4.6. Managing Multi-Factor Authentication¶

Multi-factor authentication (MFA) adds a layer of security by additionally requiring timed one-time passwords (TOTP) generated by Google Authenticator.

MFA is primarily intended to protect administrative accounts, but you can enable it for regular users as well. It is disabled by default.

To manage MFA, use the vzapi --os-cloud local-credential mfa * commands. In particular:

• To enable MFA for a specific user, e.g., admin, run vzapi --os-cloud local-credential mfa enable <username>. For example:

  # vzapi --os-cloud local-credential mfa enable admin
  {
      "activated": false,
      "blob": "MFWWO4TGMRYHA23RNJXWMZLXNY",
      "id": "a09896fe33f94490953602394a1bc59c",
      "name": "admin",
      "type": "totp",
      "user_id": "6fcd14baaa4b47f1a9de372037c2b68a"
  }
  The MFA credentials have been successfully enabled for the user admin
  

  On the next login, after entering the login and password, the user will be asked to scan the provided QR code with Google Authenticator and enter a one-time password. If the user does that, MFA becomes activated. The next time, the user will need to enter a one-time password without having to scan the QR code. If the user clicks Cancel, MFA remains enabled but not activated. In that case, the user will be able to log in with the user name and password as before, but will see the QR code every time until MFA is activated.

  The blob value in the output is the setup key the user will need to enter manually if they are unable to scan the QR code.

  The activated value indicates whether the user has scanned the QR code, paired the mobile device, and thus activated MFA for their account.

  Note

  After activating MFA for the admin, use vzapi --os-cloud local-credential <cmd> instead of vzapi --os-cloud local <cmd> in commands run by the admin. The reason is that activating MFA forbids using plain password authentication and thus makes it impossible for the admin to use the vzapi tool the old way.

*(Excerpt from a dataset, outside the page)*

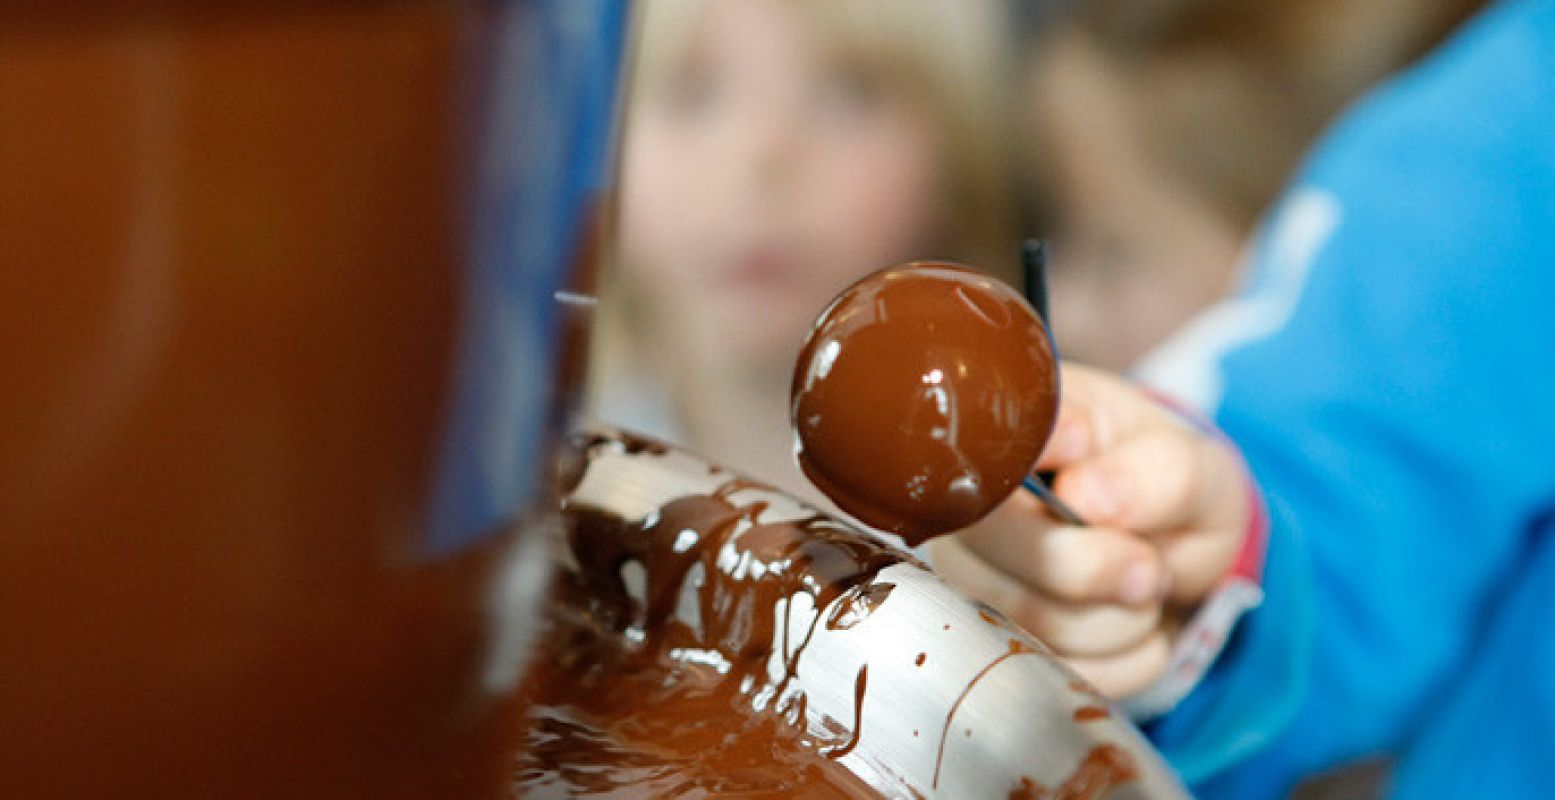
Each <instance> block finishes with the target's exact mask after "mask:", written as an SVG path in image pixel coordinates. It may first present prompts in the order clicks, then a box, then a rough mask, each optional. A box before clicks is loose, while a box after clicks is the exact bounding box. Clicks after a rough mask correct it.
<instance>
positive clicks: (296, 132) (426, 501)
mask: <svg viewBox="0 0 1555 800" xmlns="http://www.w3.org/2000/svg"><path fill="white" fill-rule="evenodd" d="M624 17H625V8H624V3H619V2H608V0H588V2H580V0H552V2H502V0H437V2H432V0H395V2H389V0H364V2H356V0H274V2H266V3H253V2H185V0H103V2H93V3H79V2H73V0H65V2H53V0H50V2H44V0H0V327H3V335H0V366H3V369H0V374H3V375H5V389H0V431H3V434H0V640H3V652H5V655H3V657H0V728H3V732H5V733H3V739H0V797H28V798H34V797H36V798H45V797H47V798H76V797H159V798H180V797H191V798H196V797H197V798H213V797H263V798H277V797H289V798H313V797H319V798H344V797H361V798H393V797H404V798H418V800H420V798H463V797H505V795H508V792H510V786H508V783H510V770H512V767H510V763H512V761H510V760H512V750H513V749H515V747H516V744H518V738H519V728H521V708H519V705H518V694H516V686H518V683H519V679H521V674H522V671H524V668H526V665H527V663H529V658H527V652H529V651H530V643H532V640H533V635H535V632H536V629H538V612H540V602H538V601H540V598H541V596H543V591H544V584H546V581H544V577H546V574H547V571H549V567H547V563H549V562H547V557H546V549H544V546H543V539H541V537H540V534H538V531H541V529H543V528H546V526H547V525H550V523H552V521H554V515H552V512H550V511H549V509H550V507H552V504H554V503H552V496H550V490H549V482H547V478H549V464H550V462H552V456H550V448H552V445H554V442H555V440H557V437H558V433H560V430H558V422H560V420H561V419H563V405H564V400H566V386H564V381H561V375H563V374H566V372H568V370H566V369H564V367H566V364H564V363H561V361H558V356H560V355H561V346H560V336H561V335H563V324H564V319H563V318H561V316H560V311H558V310H557V307H555V304H554V300H552V294H554V291H555V289H558V288H563V285H564V282H566V280H568V275H569V272H571V271H572V265H574V261H578V260H580V258H582V257H583V254H586V251H588V247H585V244H586V240H588V237H589V235H591V233H589V232H591V226H589V224H588V221H589V216H591V213H592V212H591V207H592V204H594V202H592V201H594V198H596V196H597V190H599V187H600V185H602V179H603V177H605V174H606V171H608V153H606V149H608V148H606V137H608V131H610V125H608V120H610V117H611V111H610V109H611V107H613V103H614V84H616V75H617V64H619V54H620V51H622V39H624V31H625V26H627V25H625V20H624Z"/></svg>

• To show users for which MFA is enabled, run vzapi --os-cloud local-credential mfa list. For example:

  # vzapi --os-cloud local-credential mfa list
  [
      {
          "activated": false,
          "blob": "MFWWO4TGMRYHA23RNJXWMZLXNY",
          "id": "a09896fe33f94490953602394a1bc59c",
          "name": "admin",
          "type": "totp",
          "user_id": "6fcd14baaa4b47f1a9de372037c2b68a"
      },
      {
          "activated": true,
          "blob": "NRWHE5D2NN4XO3DPOR3WK5DPPA",
          "id": "fdddab7c9b694b25b488e558840ae599",
          "name": "user1",
          "type": "totp",
          "user_id": "73b1aab1dcf546aea2b458fb24400bc5"
      }
  ]
  

• To disable MFA for a specific user, run vzapi --os-cloud local-credential mfa disable <username>. For example:

  # vzapi --os-cloud local-credential mfa disable admin
  The MFA credentials have been successfully disabled for the user admin
  

• To reset, that is disable and immediately enable, MFA for a specific user, run vzapi --os-cloud local-credential mfa reset <username>. For example:

  # vzapi --os-cloud local-credential mfa reset admin
  The MFA credentials have been successfully disabled for the user admin
  {
      "activated": false,
      "blob": "MFWWO4TGMRYHA23RNJXWMZLXNY",
      "id": "a09896fe33f94490953602394a1bc59c",
      "name": "admin",
      "type": "totp",
      "user_id": "6fcd14baaa4b47f1a9de372037c2b68a"
  }
  The MFA credentials have been successfully enabled for the user admin
  

  After that, the user will have to scan the QR code and activate MFA anew.